Parasol (full name “Beach Parasol”) is a Smalltalk framework to automate web browsers. It’s particularly useful to write automated tests for Seaside web applications. Its design and implementation are based on the Java Selenium WebDriver API.
Here’s a straightforward annotated example. This example uses Parasol to automate a search for “Pharo” on Wikipedia:
"Open a web browser on the English-language Wikipedia home page."
driver := BPRemoteWebDriver withCapabilities: BPDesiredCapabilities chrome.
driver get: 'http://en.wikipedia.org/'.
"Click on the search box and type in 'Pharo' followed by a press of the Return key."
(driver findElementByID: 'searchInput') click.
driver getKeyboard sendKeys: ('Pharo' , (String with: BPKeys return)).
"Get the text of the article's first paragraph and show it on the transcript."
Transcript show: ((driver findElementByID: 'mw-content-text') findElementByTagName: 'p') getText.
"Tell the browser to quit."
driver quit.
Check the Hands-On section below to learn how to run the example yourself.

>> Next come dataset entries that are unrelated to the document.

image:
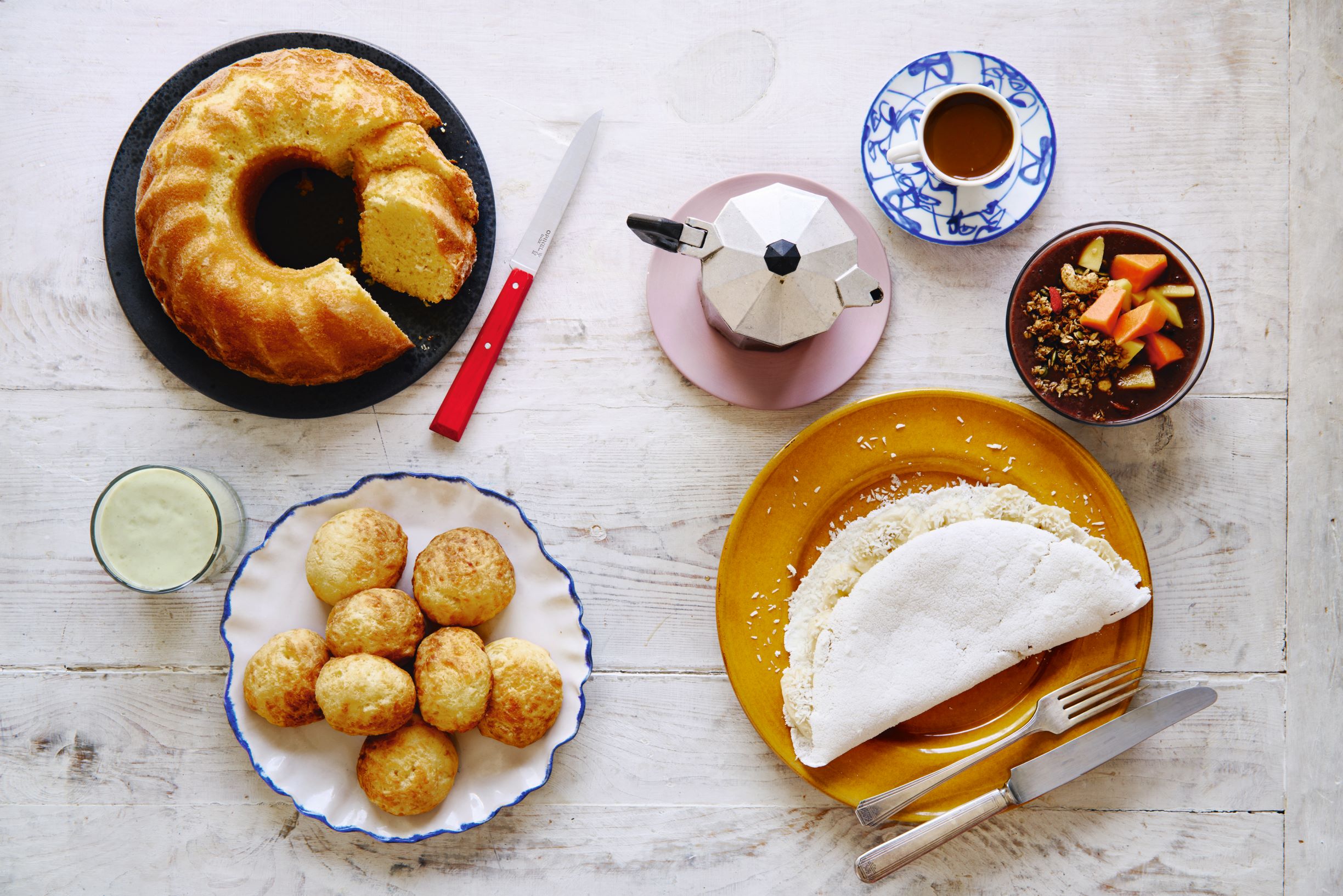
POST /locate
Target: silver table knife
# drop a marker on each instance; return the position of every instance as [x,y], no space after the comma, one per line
[1035,778]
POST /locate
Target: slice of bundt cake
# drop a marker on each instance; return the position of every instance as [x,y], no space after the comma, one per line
[417,218]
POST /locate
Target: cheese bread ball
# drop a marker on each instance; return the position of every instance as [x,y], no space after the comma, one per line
[385,622]
[464,578]
[527,692]
[453,679]
[409,770]
[356,550]
[280,680]
[366,695]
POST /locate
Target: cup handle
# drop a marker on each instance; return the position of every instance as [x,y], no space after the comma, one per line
[903,154]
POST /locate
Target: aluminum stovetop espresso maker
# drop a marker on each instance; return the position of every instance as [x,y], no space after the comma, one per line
[778,265]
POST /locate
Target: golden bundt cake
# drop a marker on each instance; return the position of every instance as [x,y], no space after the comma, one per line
[418,214]
[199,186]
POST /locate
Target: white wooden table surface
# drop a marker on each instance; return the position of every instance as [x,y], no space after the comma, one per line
[1218,123]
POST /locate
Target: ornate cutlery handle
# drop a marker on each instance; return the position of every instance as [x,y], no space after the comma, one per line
[900,850]
[873,810]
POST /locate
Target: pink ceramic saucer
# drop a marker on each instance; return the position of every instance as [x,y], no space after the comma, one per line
[765,381]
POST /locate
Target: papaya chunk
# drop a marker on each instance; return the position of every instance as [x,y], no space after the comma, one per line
[1162,351]
[1131,351]
[1139,271]
[1146,319]
[1104,312]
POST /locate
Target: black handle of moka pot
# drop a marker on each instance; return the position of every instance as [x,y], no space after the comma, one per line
[663,233]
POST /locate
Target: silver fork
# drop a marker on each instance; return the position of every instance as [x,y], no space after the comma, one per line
[1056,712]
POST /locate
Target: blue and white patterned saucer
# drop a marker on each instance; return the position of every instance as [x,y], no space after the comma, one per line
[918,202]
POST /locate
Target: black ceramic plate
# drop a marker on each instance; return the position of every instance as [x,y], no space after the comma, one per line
[434,330]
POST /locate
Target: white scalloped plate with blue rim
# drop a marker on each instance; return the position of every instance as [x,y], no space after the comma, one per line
[315,765]
[918,202]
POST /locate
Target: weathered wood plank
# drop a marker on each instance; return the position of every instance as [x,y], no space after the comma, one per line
[633,475]
[629,849]
[645,561]
[149,738]
[585,323]
[1315,459]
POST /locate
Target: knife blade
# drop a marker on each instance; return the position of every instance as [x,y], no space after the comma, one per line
[456,410]
[536,241]
[1037,777]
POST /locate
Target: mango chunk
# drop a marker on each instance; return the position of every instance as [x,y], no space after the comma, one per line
[1093,254]
[1131,351]
[1138,378]
[1169,309]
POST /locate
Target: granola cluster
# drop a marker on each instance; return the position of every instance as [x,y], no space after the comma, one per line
[1071,359]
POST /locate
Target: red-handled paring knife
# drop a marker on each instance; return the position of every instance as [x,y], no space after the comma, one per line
[466,388]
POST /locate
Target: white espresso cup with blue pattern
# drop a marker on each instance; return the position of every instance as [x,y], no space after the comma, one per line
[967,136]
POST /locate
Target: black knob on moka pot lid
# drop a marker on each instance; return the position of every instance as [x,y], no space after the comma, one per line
[782,257]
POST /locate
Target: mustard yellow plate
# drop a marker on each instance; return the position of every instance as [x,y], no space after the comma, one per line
[838,469]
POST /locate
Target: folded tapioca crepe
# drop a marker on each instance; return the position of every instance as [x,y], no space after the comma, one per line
[933,594]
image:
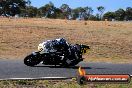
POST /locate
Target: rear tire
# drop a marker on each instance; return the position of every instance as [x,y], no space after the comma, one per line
[31,60]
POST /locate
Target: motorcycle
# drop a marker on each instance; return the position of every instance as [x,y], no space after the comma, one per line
[61,58]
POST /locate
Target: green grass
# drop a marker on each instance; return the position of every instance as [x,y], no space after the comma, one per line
[56,84]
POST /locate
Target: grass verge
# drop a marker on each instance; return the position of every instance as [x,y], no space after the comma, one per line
[56,84]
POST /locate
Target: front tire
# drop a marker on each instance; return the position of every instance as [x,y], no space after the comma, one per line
[31,60]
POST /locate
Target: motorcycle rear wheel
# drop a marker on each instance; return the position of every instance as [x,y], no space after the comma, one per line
[31,60]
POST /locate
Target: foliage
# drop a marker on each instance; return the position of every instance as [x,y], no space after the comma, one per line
[11,7]
[24,9]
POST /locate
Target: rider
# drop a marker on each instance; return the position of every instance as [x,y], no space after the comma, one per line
[54,45]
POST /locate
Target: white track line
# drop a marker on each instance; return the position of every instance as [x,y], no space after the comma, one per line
[44,78]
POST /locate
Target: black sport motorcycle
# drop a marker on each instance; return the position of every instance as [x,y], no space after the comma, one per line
[61,58]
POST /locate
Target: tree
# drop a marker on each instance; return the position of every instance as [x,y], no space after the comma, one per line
[109,16]
[120,14]
[87,12]
[66,10]
[11,7]
[128,13]
[101,9]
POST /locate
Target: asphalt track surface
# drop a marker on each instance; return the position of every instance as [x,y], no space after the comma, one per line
[17,69]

On YouTube you can find an introduction video about Beach Parasol. The video is a recording of a talk that was given at the ESUG 2013 conference. The slides of this talk are also available on SlideShare and as a PDF.

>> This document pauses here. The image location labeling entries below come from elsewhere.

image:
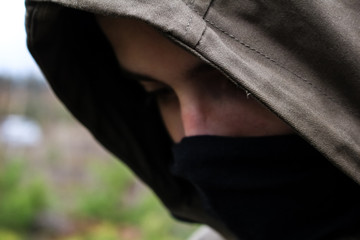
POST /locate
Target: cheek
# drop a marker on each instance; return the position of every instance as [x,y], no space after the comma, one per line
[171,115]
[248,117]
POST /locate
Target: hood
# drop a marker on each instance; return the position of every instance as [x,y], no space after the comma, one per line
[301,59]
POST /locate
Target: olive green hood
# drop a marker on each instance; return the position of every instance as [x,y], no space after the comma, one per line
[301,59]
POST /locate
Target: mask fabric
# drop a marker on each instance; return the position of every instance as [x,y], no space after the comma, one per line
[276,187]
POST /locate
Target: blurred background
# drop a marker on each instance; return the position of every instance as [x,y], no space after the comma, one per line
[56,182]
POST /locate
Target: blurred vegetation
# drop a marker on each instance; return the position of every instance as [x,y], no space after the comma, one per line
[67,187]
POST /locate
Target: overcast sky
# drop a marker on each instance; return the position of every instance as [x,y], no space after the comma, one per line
[15,59]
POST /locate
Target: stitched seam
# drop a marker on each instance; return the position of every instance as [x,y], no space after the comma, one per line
[188,25]
[263,55]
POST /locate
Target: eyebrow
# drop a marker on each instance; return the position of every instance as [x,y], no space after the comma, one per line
[193,72]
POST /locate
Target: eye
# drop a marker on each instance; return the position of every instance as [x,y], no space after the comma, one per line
[158,91]
[162,95]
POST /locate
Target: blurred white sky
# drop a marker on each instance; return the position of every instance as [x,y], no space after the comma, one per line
[15,60]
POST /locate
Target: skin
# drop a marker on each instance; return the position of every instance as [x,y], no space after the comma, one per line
[193,98]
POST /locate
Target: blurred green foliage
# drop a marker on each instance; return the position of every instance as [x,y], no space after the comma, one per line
[99,196]
[20,201]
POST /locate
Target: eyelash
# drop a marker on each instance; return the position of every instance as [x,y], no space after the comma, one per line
[161,93]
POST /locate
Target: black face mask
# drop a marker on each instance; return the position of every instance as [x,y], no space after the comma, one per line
[269,187]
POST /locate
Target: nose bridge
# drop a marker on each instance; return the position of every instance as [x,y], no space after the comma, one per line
[195,114]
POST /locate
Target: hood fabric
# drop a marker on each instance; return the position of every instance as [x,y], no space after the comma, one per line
[301,59]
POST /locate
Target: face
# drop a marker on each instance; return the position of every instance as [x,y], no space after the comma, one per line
[193,97]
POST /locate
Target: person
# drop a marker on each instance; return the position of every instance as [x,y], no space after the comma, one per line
[241,115]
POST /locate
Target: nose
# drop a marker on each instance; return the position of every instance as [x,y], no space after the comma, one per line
[197,117]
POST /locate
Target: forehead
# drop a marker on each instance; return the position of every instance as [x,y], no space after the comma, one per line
[141,48]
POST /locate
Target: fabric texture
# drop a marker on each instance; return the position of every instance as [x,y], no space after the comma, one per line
[301,59]
[276,187]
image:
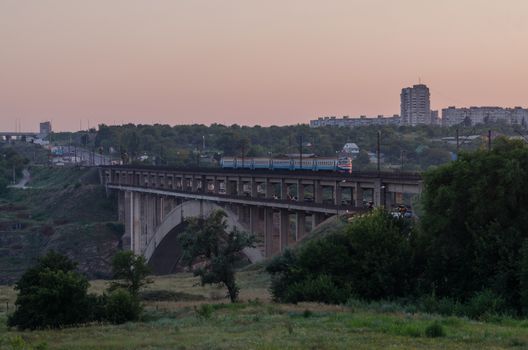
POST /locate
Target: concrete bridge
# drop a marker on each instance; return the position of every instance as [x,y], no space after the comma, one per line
[278,207]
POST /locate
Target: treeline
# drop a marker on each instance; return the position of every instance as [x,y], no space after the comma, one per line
[468,255]
[185,144]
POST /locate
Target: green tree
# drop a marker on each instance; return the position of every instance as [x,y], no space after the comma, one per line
[130,272]
[371,258]
[476,215]
[208,239]
[51,294]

To try Beach Parasol, you'll need to get a few things:
- A Pharo image
- The Chrome web browser
- The Selenium standalone server JAR file
- The Chromedriver for your operating system
At the time of writing this README, we used Pharo version 5.0 #50766, Chrome version 55.0.2883.95, Selenium server v3.0.1 (“selenium-server-standalone-3.0.1.jar”) and Chromedriver v2.25. If you find things are not working with more recent versions, please do file an issue.
You should extract the Chromedriver's ZIP file into the directory where you put the Selenium server JAR file. To run the Selenium server, execute the following on the command line:
java -Dwebdriver.chrome.driver=chromedriver -jar selenium-server-standalone-3.0.1.jar
To load the Parasol package into the Pharo image:
Metacello new
baseline: 'Parasol';
repository: 'github://SeasideSt/Parasol/repository';
load: 'tests'.
(Smalltalk at: #ZnZincServerAdaptor) startOn: 8080.
Now give the Wikipedia example from above a try! For more examples, check the test cases BPRemoteWebDriverTestCase
and BPWebElementTestCase
.
If you need more documentation, you can check the documentation of Parasol’s Java counterpart. Most classes and methods in Parasol were designed to closely follow their Java counterpart, to make it easier to use its documentation and translate from Java-based examples. Good starting points are the documentation for the WebDriver and WebElement interfaces. They are the counterparts to BPRemoteWebDriver
and BPWebElement
.
The Seaside tutorial offered by the HPI Software Architecture Group has a chapter on “Testing Seaside Applications” using Parasol.
The main Smalltalk platform for Parasol is Pharo. Other supported Smalltalk platforms are GemStone and Squeak. There was support for VisualWorks in the past, but this has been removed due to lack of maintenance (see issue #8, let us know if you’re interested in VisualWorks support).
An older repository for Parasol exists on SqueakSource3. This GitHub repository is the current development repository, the older SqueakSource3 repository is no longer kept up-to-date.
Parasol’s self-tests are automatically ran on Travis CI, the image above shows the status of the latest build of the “master” branch. Please note there's an open issue regarding some of the self-tests failing randomly (issue #2).
You might also be interested in:
- AutomaticParasol: for running SeleniumIDE-Generated Tests in Pharo Smalltalk (using Parasol).
- WebDriver: alternative Pharo WebDriver package described as “based on Parasol but clean room and for Pharo only.”